Собрав все свои силы, мать уводит сына из спальни.
— Мигелито, душа моя, это лишь случайное сходство, оно ничего не значит…
— Но это несомненно я! — И мальчик разражается отчаянными рыданиями. — Не хочу, чтоб меня мучили! Мне страшно!
— Я знаю — ты будешь моим послушным мальчиком, правда? И тогда тебя не будут мучить!
Мать и сын падают на колени перед Мадонной, соединяют слезы и молитвы в один поток жаркой мольбы.
День уже расцветает розовым цветением, на окна садятся птицы, распевая хрустальную утреннюю песнь, а мать и сын не видят этой красоты, над их головами сгустились темные тучи страха.
Ни человечье, ни божье слово не могли бы лучше показать Мигелю тщету всего и поразить его душу глубже, чем картина Страшного суда.
В мыслях и чувствах Мигеля не бывает середины переступи грань — и его бросит в одну из крайностей.
И снова стал он в ряды божьего воинства, все дни проводит в страстных молитвах, совершенно забыв об Инес, которая, по мнению Трифона, была ловушкой дьявола, по мнению же матери — помехой в осуществлении ее великой клятвы.
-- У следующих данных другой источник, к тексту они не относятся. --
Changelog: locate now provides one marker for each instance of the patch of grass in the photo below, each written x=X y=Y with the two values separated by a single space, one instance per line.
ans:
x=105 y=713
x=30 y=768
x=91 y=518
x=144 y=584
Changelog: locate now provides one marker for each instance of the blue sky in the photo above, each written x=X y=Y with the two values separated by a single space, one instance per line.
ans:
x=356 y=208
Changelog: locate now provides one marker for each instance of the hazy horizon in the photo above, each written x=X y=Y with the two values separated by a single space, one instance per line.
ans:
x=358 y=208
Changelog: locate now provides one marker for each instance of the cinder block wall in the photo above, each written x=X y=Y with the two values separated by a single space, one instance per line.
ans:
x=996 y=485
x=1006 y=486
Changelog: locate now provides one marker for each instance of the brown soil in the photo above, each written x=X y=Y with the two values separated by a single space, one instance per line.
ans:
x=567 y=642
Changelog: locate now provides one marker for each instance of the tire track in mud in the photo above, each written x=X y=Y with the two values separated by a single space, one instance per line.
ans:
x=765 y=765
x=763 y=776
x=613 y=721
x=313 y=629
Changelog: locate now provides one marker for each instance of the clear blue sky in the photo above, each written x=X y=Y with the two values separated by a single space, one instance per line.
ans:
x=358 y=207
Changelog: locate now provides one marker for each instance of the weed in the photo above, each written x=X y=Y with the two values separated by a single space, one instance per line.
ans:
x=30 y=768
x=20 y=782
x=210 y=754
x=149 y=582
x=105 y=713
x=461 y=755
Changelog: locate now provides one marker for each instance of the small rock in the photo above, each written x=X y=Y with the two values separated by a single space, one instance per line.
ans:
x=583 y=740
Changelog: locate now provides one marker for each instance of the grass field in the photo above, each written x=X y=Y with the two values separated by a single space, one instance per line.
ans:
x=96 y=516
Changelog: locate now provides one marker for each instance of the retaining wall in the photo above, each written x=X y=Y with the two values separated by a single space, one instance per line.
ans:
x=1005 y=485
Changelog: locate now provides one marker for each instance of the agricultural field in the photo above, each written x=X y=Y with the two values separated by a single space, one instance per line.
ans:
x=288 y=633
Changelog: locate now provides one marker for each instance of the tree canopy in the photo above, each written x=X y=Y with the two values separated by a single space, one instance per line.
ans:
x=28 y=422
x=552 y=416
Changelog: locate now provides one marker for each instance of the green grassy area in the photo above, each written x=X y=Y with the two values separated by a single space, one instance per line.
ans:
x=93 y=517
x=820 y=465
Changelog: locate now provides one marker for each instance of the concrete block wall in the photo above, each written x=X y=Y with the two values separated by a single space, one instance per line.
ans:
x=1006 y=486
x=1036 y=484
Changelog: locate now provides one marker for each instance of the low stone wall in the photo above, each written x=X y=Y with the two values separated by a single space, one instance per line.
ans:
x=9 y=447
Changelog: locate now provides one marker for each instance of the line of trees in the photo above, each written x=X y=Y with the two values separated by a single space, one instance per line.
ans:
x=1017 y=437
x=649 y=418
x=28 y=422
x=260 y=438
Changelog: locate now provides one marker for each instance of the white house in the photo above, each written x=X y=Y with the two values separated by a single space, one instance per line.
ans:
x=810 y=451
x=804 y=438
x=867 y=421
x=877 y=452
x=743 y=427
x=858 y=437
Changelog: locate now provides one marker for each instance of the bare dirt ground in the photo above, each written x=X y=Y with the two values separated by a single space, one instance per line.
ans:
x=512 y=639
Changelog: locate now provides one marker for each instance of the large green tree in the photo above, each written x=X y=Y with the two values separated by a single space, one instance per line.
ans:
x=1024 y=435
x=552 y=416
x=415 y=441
Горечь желчи и смрад серы, льющейся на кровавые раны осужденных, залили, затопили испытанное Мигелем телесное наслаждение.
Падре Трифон посоветовал донье Херониме взять Мигеля в Севилью, чтобы показать ему процессию кающихся в Страстную пятницу Мигель пришел в восторг, и мать согласилась, думая: он идет по пути, на котором я хочу его видеть.
Отцы церкви отметили, что в последнее время в народе усилился бунтарский дух, а посему необходимо устроить в этом году процессию кающихся более устрашающей, чем прежде. Пусть видит чернь могущество святой церкви, которая может изгнать из своего лона любого, кто придется ей не по нраву (но чье имущество ей придется по душе), и заставить светскую власть — самой оставаясь в тени — отправить несчастного на тот, по слухам лучший, свет.
Город взбудоражен.
Полиция святой инквизиции, монахи, солдаты, жирные горожане, простой народ, ради которого и устраивается сей жуткий спектакль…
Девушки с высокими гребнями в волосах подобны подсолнухам на тонких стеблях — яркие цветы, закутанные в траур черных кружев.
За ними по пятам целыми стаями следуют франты, звеня шпагами, бросают к ногам красавиц цветы и слова восхищения.
Крестьяне расположились лагерем на ступенях храмов и дворцов, бродячие псы вертятся у них под ногами.
У колонн на ступенях родового дворца стоят донья Херонима и Мигель, окруженные телохранителями; тут же их дворецкий Висенте. Толпа теснится к ним вплотную.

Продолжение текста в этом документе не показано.